# Towards self-organized control
### Train a neural cellular automata that controls a cart-pole agent

We Begin by installing the tools needed: some packages to render the environment in the notebook as well as SelfOrgControl, our implementation of neural CA and the training procedure for the cart-pole task.

In [None]:
!pip install git+https://github.com/aVariengien/self-organized-control.git#subdirectory=code
!apt-get install -y xvfb python-opengl > /dev/null 2>&1
!pip install gym pyvirtualdisplay > /dev/null 2>&1

In [None]:
import tensorflow as tf
import numpy as np
import time
import SelfOrgControl.NeuralCA as NCA
from SelfOrgControl.NCA_DQN import DQNAgent
from SelfOrgControl.NeuralCAVisu import visualize_agent, show_influence_field


#### Initialisation of the model
We first train the model to compute the mean of its 8 inputs.

In [None]:


inp_cell_pos = [(11, 26),(25,20),(5,20),(19,6),(19,26),(5,13),(25,12) ,(11, 6)]
out_cell_pos = [(13,16), (17,16)]

lr = 5e-3
lr_sched = tf.keras.optimizers.schedules.PiecewiseConstantDecay(
    [1000, 5000], [lr, lr*0.1, lr*0.001])

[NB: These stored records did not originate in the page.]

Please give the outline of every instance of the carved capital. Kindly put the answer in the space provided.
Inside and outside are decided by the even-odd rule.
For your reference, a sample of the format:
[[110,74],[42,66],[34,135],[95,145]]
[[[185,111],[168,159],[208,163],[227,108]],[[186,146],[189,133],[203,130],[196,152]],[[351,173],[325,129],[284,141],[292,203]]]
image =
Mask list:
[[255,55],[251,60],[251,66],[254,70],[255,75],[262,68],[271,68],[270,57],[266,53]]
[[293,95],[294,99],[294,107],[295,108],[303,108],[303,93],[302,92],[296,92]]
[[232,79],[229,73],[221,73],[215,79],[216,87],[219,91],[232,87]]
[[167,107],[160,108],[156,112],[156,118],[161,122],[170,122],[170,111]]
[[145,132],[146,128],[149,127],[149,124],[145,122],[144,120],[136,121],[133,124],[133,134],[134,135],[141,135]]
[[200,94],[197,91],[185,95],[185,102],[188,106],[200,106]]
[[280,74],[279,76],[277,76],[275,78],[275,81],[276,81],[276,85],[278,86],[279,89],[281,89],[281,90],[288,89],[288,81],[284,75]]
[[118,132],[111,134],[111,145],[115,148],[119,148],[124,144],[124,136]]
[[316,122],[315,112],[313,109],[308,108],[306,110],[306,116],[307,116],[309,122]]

nca = NCA.TrainableNeuralCA(input_electrodes = inp_cell_pos,
                            output_electrodes = out_cell_pos,
                            grid_size=32,
                            batch_size=16, channel_n=6,
                            ca_steps_per_sample=(50,60),
                            replace_proba=0.01,
                            task_loss_w=0.5, grid_pool_size=100,
                            learning_rate=lr,
                            repeat_input=1, #there is no redondancy
                            torus_boundaries=False,
                            penalize_overflow=True, overflow_w = 1e2,
                            use_hidden_inputs=True, perturb_io_pos=True,
                            add_noise=False, damage=True,
                            nb_hid_range=(0,0), move_rad=0, proba_move=0.0)
print(nca.neuralCA.dmodel.summary())


inputs_b = (np.random.random((4000,16,8)) - 0.5)*2
targets_b = np.repeat(np.expand_dims(np.mean(inputs_b, axis=-1),-1),2,axis=-1)*4
#we add a factor 4 to get on average a greater amplitude in the output values to
# predict


nca.fit(inputs_b, targets_b, verbose=True, use_batch=True)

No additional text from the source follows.